5. Multi-head: many statistics at once
A multi-head layer computes several query-dependent statistics in parallel. Each head has its own learned $W_Q, W_K, W_V$, so one head can implement a previous-token pattern while another routes by syntax, delimiter position, or a copied token if training finds such a solution. The four patterns here are stylized examples, not measurements from a particular model.
In the stylized example, H1 implements a "look at the previous token" rule, a building block of induction circuits for in-context copying. H2 routes verbs to subjects and prepositions to head verbs. H3 is positional: weights decay with distance regardless of content. H4 attends to determiners and modifiers. Each head computes a different summary statistic of the prefix; their outputs concatenate and pass through the next layer's matrices, where they can be combined into higher-level statistics. Multi-head = multiple sufficient statistics in parallel.
6. Causal masking and the KV cache
During autoregressive generation, attention at step $t$ depends on the previous keys and values through $\sum_i \alpha_i(q_t) v_i$. An efficient decoder caches those $(k_i, v_i)$ pairs as it goes. The cache stores raw keys and values rather than an accumulated summary, because each new query reweights them differently.

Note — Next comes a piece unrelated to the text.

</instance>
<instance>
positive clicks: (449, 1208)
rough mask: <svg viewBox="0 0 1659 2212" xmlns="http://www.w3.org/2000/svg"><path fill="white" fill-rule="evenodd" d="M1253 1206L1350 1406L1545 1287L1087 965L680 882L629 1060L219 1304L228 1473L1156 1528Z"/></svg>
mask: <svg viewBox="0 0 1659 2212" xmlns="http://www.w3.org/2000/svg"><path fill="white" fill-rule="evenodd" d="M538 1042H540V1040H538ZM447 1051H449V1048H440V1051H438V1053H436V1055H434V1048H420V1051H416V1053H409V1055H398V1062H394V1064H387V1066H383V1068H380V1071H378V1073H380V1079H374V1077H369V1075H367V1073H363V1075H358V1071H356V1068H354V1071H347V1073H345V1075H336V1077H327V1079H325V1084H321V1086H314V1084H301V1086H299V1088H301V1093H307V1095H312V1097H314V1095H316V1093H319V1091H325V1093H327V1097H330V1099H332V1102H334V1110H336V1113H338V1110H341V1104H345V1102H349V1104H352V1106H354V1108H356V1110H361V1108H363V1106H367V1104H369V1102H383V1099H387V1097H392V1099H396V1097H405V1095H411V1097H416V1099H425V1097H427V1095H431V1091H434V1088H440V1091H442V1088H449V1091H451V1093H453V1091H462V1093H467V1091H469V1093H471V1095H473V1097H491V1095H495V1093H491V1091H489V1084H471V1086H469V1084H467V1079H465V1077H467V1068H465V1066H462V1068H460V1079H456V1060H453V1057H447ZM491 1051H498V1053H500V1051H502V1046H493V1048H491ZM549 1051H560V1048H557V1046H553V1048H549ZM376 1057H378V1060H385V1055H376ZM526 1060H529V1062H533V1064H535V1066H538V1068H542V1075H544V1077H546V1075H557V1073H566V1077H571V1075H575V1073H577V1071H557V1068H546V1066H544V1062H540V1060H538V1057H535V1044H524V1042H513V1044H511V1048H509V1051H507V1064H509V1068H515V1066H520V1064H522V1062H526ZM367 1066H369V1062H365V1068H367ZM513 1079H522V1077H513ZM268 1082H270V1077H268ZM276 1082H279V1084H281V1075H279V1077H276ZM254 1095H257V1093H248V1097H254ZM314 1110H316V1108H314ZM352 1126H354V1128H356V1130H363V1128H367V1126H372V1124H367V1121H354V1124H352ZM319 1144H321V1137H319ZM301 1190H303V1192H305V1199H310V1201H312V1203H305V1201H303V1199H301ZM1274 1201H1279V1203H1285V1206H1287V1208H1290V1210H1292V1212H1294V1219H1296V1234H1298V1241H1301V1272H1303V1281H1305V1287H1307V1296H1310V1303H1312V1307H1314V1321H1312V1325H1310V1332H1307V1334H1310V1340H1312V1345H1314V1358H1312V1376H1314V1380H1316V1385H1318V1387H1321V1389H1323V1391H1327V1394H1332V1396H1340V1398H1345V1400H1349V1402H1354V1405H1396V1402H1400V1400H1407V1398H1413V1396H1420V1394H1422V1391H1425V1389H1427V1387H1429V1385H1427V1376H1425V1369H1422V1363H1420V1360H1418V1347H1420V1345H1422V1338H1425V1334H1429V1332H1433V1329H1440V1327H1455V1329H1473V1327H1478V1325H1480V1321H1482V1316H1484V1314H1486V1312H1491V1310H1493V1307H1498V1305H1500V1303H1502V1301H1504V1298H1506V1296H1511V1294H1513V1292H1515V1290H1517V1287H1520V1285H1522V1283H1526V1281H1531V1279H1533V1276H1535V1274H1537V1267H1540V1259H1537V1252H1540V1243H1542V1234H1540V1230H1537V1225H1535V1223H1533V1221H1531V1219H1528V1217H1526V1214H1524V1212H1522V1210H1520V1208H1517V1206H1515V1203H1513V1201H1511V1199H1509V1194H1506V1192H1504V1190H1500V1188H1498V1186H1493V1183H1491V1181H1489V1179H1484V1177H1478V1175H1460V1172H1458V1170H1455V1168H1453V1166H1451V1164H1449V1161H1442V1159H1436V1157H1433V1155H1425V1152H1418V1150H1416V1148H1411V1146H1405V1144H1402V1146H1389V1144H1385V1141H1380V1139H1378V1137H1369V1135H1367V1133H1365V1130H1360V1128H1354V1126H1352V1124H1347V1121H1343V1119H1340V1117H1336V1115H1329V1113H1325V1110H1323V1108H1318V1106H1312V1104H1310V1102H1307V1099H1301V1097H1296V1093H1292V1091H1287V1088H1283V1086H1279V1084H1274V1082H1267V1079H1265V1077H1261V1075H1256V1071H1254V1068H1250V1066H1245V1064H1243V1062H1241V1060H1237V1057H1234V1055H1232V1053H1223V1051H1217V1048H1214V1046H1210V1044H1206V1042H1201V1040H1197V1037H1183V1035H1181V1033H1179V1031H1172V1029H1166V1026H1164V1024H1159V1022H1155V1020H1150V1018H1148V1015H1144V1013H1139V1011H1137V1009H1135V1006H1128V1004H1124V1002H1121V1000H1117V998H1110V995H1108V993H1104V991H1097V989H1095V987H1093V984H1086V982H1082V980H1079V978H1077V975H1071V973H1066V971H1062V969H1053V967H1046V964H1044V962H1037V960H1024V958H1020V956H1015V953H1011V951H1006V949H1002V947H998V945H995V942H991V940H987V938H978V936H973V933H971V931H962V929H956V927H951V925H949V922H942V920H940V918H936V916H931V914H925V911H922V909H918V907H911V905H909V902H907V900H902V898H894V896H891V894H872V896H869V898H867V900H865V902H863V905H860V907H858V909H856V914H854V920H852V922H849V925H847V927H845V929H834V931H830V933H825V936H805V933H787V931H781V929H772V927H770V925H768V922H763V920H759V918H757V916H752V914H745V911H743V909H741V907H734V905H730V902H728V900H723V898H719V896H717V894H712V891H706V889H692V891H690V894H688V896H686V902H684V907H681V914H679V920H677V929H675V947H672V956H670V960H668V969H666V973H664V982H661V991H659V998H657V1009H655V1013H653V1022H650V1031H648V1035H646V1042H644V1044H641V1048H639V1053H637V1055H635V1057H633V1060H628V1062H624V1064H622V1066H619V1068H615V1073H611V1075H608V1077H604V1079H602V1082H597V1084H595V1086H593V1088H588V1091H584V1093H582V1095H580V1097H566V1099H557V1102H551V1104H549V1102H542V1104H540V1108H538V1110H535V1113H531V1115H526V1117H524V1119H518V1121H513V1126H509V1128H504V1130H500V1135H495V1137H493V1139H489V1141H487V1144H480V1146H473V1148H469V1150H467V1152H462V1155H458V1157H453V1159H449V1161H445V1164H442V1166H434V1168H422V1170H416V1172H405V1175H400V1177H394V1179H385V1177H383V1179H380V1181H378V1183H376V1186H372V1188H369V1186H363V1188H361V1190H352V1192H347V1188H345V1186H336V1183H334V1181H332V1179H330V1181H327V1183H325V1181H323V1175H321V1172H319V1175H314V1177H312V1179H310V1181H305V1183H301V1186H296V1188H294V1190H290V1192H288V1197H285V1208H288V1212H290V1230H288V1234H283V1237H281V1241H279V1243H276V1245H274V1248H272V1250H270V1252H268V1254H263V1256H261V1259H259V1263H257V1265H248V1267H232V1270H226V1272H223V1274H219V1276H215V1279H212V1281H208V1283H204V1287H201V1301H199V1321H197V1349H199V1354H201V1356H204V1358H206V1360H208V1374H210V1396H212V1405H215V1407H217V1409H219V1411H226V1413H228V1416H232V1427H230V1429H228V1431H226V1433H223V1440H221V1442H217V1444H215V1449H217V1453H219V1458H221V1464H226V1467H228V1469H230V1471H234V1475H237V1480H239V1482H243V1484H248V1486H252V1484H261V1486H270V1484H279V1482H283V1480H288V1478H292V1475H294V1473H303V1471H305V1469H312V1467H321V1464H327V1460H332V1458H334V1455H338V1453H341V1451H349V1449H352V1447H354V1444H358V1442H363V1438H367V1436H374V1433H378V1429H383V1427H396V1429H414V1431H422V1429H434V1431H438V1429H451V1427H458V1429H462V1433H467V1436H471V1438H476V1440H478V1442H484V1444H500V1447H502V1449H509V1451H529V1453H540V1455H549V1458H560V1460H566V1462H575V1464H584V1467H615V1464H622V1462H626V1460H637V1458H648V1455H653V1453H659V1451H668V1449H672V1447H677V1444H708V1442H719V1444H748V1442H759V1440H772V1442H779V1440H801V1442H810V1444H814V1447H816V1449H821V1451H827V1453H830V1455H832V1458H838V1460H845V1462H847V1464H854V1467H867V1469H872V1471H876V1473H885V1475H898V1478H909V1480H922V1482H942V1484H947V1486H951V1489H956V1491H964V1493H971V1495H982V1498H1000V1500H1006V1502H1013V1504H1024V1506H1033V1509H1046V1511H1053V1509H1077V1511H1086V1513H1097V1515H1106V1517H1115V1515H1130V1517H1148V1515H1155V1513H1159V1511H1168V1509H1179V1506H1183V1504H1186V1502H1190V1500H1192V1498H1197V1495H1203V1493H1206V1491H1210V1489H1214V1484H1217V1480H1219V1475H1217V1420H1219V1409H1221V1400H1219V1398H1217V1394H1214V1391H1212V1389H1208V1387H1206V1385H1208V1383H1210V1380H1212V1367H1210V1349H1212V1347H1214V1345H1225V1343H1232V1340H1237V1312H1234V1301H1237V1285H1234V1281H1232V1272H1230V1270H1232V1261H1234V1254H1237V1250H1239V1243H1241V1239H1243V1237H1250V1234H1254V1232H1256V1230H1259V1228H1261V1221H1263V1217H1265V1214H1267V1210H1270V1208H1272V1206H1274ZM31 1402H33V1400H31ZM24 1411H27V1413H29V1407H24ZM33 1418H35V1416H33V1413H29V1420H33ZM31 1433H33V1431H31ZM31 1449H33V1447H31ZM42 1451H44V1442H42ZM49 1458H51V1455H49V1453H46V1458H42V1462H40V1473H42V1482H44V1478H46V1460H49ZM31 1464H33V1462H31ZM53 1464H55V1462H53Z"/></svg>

The "broadcast / uniform" pattern is what an unconditional summary statistic would look like: the same weights regardless of the query, so the cache could be collapsed to one accumulated $\sum v_i$. The non-uniform patterns (subject-pointer, previous-token) reweight differently for each query, which is exactly why a real KV cache stores the raw vectors. Attention is a family of sufficient statistics, one per query, and the cache is the data structure for computing any member of that family on demand. For memory growth, paging, and attention sinks, see KV cache memory.
7. Adaptive sufficiency
Attention can be interpreted as an adaptive sufficient statistic: the weighted sum compresses the sequence into a summary chosen for the current prediction. Kernel regression interprets the softmax as Nadaraya–Watson with learned similarity. From the maximum-entropy side, the softmax is the unique solution to "be relevant, but don't be overconfident." These interpretations account for different design choices: the sum, the softmax, and the cache of raw vectors.